I don't have any scales, but I've been considering some as I thought weighing might be a good thing to start doing.

I'm using 3-4 normal tablespoons of beans, and about 325ml of water.


----------



## Glenn (Jun 14, 2008)

Further advice that may help is shown in red

So, I'm using a drip machine, paper filters and a burr grinder.

Rinse the paper filter before use

What grinder are you using?

Up until this point, I've been trying a number of "readily available in the store" beans and settled on Illy Espresso beans as a definite favourite. I've since learned that espresso beans are actually a thing and different to roasts designed for filter machines. Nevertheless, I enjoy the Illy cup over anything else I've tried. As a point of reference, my least favourite thus far is Lavazza, which I found tasted not unlike wet cigarettes.

Last week, I purchased some Genesis Filter from Square Mile. Excitedly dosed the grinder and ground out on the finest setting

Try a coarser setting - this will help with the infusion process

. Brewed it through my normal machine

What model?

What water temperature?

How long is the water in contact with the coffee?

and awaited what I had been told would be a great cup of coffee. What actually resulted however, was an amber, flavoured water which smelled and tasted like a coffee flavoured herbal tea... clearly far too weak.

So, I'm thinking I've gotten something drastically wrong here. But I used the exact same methods as I did with the Illy beans so I'm throwing the question over to the experts to see what could've caused the problem.

I use the Bodum thermal glasses (.3L) which is about 3 cups worth on my machine. So, with the Illy beans I would use about 3 to 3.5 tbsp's of beans. The same amount with the Square Mile results in the translucent flavoured water.

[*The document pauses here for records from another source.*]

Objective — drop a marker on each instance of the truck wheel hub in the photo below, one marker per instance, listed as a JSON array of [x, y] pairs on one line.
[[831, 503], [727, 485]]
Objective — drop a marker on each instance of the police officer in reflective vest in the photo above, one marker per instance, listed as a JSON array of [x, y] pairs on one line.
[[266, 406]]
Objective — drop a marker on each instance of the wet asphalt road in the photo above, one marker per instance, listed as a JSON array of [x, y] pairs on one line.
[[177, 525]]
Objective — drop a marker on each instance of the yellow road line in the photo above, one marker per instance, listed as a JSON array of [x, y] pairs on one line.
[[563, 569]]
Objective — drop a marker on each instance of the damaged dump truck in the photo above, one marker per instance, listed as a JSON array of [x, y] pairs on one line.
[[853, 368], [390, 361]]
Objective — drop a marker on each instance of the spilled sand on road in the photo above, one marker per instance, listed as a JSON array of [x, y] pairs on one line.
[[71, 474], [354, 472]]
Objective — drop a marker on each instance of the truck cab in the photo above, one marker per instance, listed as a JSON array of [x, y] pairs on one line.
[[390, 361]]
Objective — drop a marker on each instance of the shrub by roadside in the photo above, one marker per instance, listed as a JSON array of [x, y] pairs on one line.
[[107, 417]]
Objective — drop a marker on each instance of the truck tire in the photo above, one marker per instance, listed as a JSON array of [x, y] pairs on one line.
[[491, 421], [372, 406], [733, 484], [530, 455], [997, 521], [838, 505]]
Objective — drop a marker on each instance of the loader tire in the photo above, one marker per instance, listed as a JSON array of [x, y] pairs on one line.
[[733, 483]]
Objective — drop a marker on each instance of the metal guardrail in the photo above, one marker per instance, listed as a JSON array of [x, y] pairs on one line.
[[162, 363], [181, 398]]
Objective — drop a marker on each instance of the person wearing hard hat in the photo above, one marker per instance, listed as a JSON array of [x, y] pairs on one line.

Here's the problem, I tried adding another scoop of Square Mile, so 4.5 tbsps, to 3 cups water, and it was only marginally better. Surely the solution isn't to just add more beans? 5 scoops for 1 mug of coffee doesn't seem right.

Try and use 60g coffee / Litre of water as a starting value

With brewed coffee, less is more

So, what exactly am I doing wrong here?


----------



## GreyGuitar (Oct 17, 2013)

Ok, I'm using some pretty basic stuff, hopefully that isn't the issue!

Machine: DeLonghi ICM15210

Grinder: DeLonghi KG79

As for the water temperature, I'm afraid I have no idea, the machine has one button, and one button only!

So I should try a coarser grind? For some reason I was under the impression that finer is better for drip machines.


----------



## garydyke1 (Mar 9, 2011)

,dont expect a lighter roast specialty coffee to have anywhere near the body/mouthfeel of pre-packaged mass-produced charcoal.

Some of the best brewed coffee I have ever had could be classed as amber, transparent, coffee-flavoured-fruit tea : )

Start with 60g per litre and play with grind until youre happy.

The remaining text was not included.